Nussbaum, a commentator on cosmopolitanism and emotions from the University of Chicago professor, spoke to a crowd of about 90 about “Same-Sex Marriage and Constitutional Law: Beyond the Politics of Disgust” Tuesday night in Emerson Suites.
Nussbaum is the tenth annual lecturer in the Distinguished Speakers in the Humanities series presented by the School of Humanities and Sciences.
The lecture focused on the emotion of disgust with the gay and lesbian sex act that, as Nussbaum argues, prevents the U.S. from allowing same-sex marriages. She said that because the constitution does not bar any other group from marrying, gays should have the same right.
Nussbaum said that presenting this issue to students is important because it allows them to be aware of different viewpoints and know what is going on in the world.

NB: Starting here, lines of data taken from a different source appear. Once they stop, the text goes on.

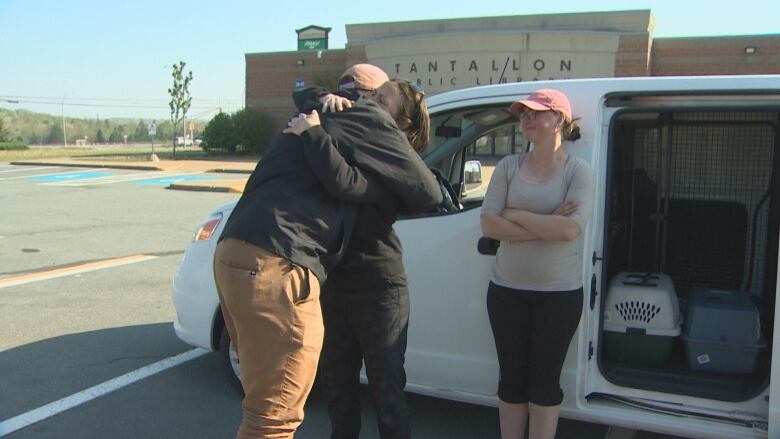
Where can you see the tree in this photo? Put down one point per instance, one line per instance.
(55, 135)
(117, 135)
(141, 133)
(220, 133)
(180, 98)
(5, 136)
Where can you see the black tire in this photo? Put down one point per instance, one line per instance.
(449, 196)
(229, 362)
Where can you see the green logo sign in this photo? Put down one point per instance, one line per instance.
(313, 44)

“On this topic, it’s good to hear a wide range of arguments,” she said. “Same-sex marriage is the issue of our day and I just hope that I could express something that would put it in a perspective that would be useful for people when they’re thinking about it.”
The lecture coincided with a seminar for students in the H&S Honors program with the final class led by Nussbaum before her lecture.

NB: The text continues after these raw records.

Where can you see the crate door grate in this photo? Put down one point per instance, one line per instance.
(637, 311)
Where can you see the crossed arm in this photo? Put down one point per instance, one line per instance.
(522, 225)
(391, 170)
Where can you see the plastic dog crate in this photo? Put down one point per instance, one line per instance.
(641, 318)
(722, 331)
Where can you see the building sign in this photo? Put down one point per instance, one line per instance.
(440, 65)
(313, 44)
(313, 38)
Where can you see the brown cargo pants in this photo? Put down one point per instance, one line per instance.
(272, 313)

David Garcia, executive associate dean of the School of Humanities and Sciences, said that the Honors seminar helped students learn even outside the classroom.
“[The honors seminar is] a pilot with interesting potential for expanding the connection of in- and out-of-class activities on campus,” he said.

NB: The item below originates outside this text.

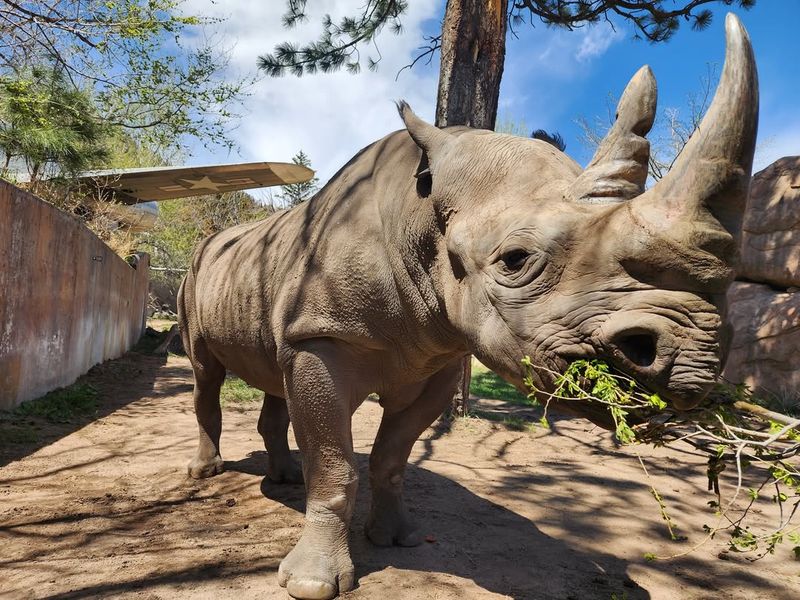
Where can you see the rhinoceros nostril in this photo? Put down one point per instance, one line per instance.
(639, 348)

Not only students from the seminar attended the event. Senior and IC Feminist executive board member Matthew Worhach said the group cancelled their meeting to attend the lecture. Nussbaum’s thought process on same-sex marriage was impressive, he said.
“It was really nice to have that affirmation that these are rational, logical ways of thinking in terms of the [same-sex] marriage debate,” Worhach said.